Зофья Абрамович изучала классическую филологию. После войны она была профессором в Торуни. У меня на полке стоит ее монументальный четырехтомный греческо-польский словарь. Среди девушек «Пета» (Мила, Янка Доманская) выделялась еще Леокадия Малунович, тоже филолог-классик, профессор Люблинского католического университета. Что касается парней, то Игнаций Свенцицкий[18] стал инженером, во время войны — летчиком, потом поселился в Йорке (штат Пенсильвания). Дорека Буйницкого застрелили по опрометчивому приказу польского подполья.
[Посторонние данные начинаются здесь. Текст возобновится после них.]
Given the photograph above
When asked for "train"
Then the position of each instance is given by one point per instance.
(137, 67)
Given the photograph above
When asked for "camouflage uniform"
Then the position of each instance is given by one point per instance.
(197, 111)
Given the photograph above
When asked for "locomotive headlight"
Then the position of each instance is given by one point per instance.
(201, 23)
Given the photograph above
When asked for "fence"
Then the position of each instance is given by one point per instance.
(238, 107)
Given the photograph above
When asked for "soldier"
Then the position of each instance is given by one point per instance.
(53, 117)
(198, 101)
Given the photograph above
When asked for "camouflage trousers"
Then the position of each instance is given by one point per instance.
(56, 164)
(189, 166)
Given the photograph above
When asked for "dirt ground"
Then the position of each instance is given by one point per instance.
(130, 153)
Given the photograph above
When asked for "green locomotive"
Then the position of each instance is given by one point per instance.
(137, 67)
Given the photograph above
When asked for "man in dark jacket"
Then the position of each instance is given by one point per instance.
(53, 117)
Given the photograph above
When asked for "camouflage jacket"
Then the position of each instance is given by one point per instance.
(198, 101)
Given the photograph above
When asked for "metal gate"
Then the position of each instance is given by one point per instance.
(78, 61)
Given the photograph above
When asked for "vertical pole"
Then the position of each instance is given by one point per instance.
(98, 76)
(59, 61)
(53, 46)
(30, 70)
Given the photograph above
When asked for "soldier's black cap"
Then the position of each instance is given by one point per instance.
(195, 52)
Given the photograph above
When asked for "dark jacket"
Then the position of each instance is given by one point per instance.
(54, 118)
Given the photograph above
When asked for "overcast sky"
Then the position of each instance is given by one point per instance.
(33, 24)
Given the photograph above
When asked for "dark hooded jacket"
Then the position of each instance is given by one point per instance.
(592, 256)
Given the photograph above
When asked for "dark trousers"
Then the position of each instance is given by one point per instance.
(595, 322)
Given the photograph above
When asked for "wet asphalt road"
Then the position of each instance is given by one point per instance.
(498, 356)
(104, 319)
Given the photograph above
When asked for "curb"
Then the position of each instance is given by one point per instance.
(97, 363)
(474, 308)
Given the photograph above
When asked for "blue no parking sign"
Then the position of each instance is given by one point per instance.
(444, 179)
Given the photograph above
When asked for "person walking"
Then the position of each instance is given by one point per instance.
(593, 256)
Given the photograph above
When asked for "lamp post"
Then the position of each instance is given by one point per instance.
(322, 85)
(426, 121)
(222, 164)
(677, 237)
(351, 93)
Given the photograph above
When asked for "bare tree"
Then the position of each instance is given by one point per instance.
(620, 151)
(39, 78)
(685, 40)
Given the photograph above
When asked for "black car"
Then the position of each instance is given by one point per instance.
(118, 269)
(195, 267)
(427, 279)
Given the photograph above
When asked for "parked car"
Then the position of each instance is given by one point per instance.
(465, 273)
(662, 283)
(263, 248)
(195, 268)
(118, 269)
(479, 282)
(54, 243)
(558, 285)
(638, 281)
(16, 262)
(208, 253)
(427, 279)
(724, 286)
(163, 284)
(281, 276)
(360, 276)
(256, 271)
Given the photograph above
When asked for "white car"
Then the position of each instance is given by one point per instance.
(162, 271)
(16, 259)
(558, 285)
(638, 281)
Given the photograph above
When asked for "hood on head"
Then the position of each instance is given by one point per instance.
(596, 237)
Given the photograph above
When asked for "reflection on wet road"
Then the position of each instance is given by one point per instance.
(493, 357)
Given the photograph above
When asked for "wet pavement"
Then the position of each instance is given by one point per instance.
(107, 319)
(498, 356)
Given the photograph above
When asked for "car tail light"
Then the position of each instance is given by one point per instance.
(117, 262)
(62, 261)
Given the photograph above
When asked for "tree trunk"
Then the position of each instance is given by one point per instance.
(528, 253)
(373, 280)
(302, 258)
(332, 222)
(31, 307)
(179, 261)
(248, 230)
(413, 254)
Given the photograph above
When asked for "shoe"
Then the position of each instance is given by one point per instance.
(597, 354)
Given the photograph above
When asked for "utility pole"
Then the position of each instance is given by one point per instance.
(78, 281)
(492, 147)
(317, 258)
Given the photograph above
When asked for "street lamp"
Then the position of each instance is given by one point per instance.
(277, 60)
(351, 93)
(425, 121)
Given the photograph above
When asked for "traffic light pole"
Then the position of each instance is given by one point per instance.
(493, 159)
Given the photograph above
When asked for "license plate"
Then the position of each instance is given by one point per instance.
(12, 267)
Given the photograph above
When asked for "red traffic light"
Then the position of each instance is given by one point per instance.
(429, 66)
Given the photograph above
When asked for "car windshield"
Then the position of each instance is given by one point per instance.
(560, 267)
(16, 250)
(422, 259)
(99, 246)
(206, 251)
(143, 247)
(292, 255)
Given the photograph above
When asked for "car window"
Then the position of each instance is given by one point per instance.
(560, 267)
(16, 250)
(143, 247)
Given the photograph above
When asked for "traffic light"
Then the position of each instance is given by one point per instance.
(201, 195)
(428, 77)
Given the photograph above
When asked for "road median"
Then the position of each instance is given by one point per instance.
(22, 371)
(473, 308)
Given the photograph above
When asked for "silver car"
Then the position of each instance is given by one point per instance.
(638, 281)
Двухметровый Яха Рутский, надежда польской математической логики (и баскетбола), пропал без вести в 1939 году — говорят, погиб в бою во время советского вторжения.

Абраша
С Абрашей я познакомился в Париже, когда жил в Латинском квартале после разрыва с варшавским правительством, то есть в 1952 году. Он был польским евреем по фамилии Земш, учился в Сорбонне, а точнее, был вечным студентом, то есть принадлежал к числу людей, для которых студенческий образ жизни — алиби: лишь бы не влезать в хомут карьеры, заработка и т. д. Абраша немного рассказывал мне о своем прошлом. Он служил в польской армии в Англии, и, по его словам, там ему не давали проходу антисемиты. Потом воевал в Палестине с англичанами. В Париже он терпел нужду, жил в какой-то мансарде, и Жанна Эрш[19] — вместе со мной — даже пыталась помочь ему, но здесь в моей памяти возникают провалы. Снова я встретил его году в 70-м, после студенческого мятежа 1968 года. Абраша очень активно во всем этом участвовал. Когда я спросил его зачем, он ответил: просто так, ради самой драки.

В Беркли 1968 год был не таким, как в Париже. И причины, и ход событий были иными. В Калифорнии, правда, пытались жечь книги, но не уничтожали деревьев, как это сделали французские студенты, вырубившие платаны на бульваре Сен-Мишель для строительства баррикад. В Беркли, наблюдая вблизи лидеров-демагогов, я не чувствовал ни малейшего искушения поддаться этому порыву. Но я могу понять Кота Еленского[20], одобрившего парижский бунт — более радикальную свободу, всеобщую революцию и всеобщую копуляцию. Увы, оценка тех событий, видимо, зависела от возраста. Мне было пятьдесят семь, и я в лучшем случае подозревал себя в том, что завидую им.

Абраша покончил жизнь самоубийством, но я не знаю ни даты, ни обстоятельств.